1. these crypto plugins are meant to be common to all ceph components.
rgw may be the only user now, but this reliance on a coroutine-based
runtime could make the plugin unusable elsewhere

the `optional_yield` wrapper (which may or may not contain a real
coroutine yield_context) can potentially make this more general,
if-and-only-if the plugin has a synchronous implementation as a
fallback. currently, the plugin interfaces take an optional_yield, but
QccCrypto::perform_op_batch() calls y.get_yield_context() on it
unconditionally. even within rgw, there may not be a real
yield_context - rgw_beast_enable_async may be false, or the object
write maybe be driven synchronously by an admin command like
`radosgw-admin obj rewrite`

2. even with coroutines, rgw requests may still have to wait for a qat
instance. with a limited number of instances, couldn't this itself
become a bottleneck as we scale up the number of concurrent requests?

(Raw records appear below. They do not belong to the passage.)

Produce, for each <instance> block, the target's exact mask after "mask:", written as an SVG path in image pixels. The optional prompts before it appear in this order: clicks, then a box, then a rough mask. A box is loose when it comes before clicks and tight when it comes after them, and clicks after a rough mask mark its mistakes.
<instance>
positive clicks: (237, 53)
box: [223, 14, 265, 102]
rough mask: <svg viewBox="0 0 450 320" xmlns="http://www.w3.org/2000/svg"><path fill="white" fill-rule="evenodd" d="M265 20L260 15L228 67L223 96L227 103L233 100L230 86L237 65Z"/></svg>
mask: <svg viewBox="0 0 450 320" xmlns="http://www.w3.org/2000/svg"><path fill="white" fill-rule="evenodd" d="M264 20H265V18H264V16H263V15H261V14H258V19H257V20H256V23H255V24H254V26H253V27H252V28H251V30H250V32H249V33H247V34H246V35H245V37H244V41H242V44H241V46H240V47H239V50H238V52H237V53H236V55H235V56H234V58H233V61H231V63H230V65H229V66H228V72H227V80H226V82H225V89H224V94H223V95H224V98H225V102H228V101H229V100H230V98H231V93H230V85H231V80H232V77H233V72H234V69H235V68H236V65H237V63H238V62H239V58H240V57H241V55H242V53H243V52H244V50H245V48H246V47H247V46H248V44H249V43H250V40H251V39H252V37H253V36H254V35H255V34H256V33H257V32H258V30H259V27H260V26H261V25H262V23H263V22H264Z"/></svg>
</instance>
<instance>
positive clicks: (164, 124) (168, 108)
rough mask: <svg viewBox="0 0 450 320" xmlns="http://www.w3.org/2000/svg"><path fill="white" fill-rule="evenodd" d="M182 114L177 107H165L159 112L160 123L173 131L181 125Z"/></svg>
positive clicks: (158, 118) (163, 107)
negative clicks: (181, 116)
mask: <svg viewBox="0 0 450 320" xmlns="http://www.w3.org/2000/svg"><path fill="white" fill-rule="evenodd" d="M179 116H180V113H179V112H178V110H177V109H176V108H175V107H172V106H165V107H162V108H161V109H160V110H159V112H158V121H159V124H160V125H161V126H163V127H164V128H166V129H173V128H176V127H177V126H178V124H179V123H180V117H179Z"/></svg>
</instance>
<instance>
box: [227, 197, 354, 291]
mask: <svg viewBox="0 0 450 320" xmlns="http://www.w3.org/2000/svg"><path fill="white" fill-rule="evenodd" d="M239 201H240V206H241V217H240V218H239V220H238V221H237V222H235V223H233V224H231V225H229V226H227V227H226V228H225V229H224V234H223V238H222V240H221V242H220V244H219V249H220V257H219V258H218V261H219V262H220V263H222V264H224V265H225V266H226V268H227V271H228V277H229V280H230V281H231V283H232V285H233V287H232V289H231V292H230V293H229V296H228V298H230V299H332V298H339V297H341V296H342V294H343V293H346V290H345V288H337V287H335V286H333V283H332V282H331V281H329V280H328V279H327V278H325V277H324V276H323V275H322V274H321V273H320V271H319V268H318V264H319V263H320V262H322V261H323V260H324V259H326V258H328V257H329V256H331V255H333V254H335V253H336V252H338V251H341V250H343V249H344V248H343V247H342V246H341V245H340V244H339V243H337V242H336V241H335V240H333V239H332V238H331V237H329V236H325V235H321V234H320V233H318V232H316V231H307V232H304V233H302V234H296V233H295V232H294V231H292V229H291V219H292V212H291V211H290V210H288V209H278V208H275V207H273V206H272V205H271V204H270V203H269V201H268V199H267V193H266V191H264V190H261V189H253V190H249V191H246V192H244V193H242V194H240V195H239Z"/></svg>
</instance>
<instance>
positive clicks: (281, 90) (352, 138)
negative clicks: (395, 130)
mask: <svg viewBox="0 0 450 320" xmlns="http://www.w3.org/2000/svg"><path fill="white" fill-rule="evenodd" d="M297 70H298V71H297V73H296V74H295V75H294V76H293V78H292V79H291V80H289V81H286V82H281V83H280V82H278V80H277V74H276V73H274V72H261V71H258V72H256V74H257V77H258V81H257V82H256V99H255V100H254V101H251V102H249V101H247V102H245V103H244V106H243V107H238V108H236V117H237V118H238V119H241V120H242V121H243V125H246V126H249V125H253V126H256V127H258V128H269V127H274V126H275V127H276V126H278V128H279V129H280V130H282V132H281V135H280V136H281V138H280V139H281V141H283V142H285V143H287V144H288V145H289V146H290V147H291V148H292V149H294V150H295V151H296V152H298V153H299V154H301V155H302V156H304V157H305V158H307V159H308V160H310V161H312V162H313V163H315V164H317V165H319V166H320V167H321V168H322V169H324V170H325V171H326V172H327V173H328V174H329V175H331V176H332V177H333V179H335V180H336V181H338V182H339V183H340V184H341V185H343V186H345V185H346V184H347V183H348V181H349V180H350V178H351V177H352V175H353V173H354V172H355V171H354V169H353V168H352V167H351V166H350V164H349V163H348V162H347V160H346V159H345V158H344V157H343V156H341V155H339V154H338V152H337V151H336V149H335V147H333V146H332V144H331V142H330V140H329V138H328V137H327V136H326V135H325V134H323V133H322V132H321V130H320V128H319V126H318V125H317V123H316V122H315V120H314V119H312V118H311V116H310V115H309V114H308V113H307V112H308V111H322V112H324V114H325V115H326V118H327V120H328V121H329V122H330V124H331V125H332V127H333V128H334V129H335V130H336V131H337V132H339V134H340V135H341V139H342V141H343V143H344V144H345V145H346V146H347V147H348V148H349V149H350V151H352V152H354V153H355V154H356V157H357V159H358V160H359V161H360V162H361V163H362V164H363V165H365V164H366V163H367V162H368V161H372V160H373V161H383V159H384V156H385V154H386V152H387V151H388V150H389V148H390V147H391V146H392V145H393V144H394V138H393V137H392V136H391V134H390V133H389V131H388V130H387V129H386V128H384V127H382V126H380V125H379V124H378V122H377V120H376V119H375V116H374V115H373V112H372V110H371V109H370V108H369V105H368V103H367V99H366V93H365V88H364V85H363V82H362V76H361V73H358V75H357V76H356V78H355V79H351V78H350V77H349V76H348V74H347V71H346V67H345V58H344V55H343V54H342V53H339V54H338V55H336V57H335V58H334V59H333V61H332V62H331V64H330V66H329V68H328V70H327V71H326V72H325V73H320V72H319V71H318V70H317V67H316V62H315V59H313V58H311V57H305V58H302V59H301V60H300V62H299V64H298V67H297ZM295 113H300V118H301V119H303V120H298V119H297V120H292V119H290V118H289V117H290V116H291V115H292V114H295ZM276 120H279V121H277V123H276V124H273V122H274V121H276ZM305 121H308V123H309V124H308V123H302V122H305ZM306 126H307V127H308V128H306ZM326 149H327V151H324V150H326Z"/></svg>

earlier in the thread, we discussed falling back to the cpu
implementation if there wasn't a qat instance available. that could
avoid the need for waits, synchronous or otherwise, inside of the
plugin. this would let us take advantage of hardware acceleration when
we can without introducing any new contention. do you see any
drawbacks to this approach?

i hate to keep sending you back to the drawing board; would it help to
discuss this in person? the Performance Weekly call
(https://pad.ceph.com/p/performance_weekly) could be a good place for
that. if that isn't a good time, we might schedule a separate call or
wait until March 1st for the Ceph Developer Monthly (APAC)

...

 And about the PR https://github.com/ceph/ceph/pull/47845, I do agree your view that the
extra complexity isn't
 worth it. I will close this PR.

 Thanks
 -Hualong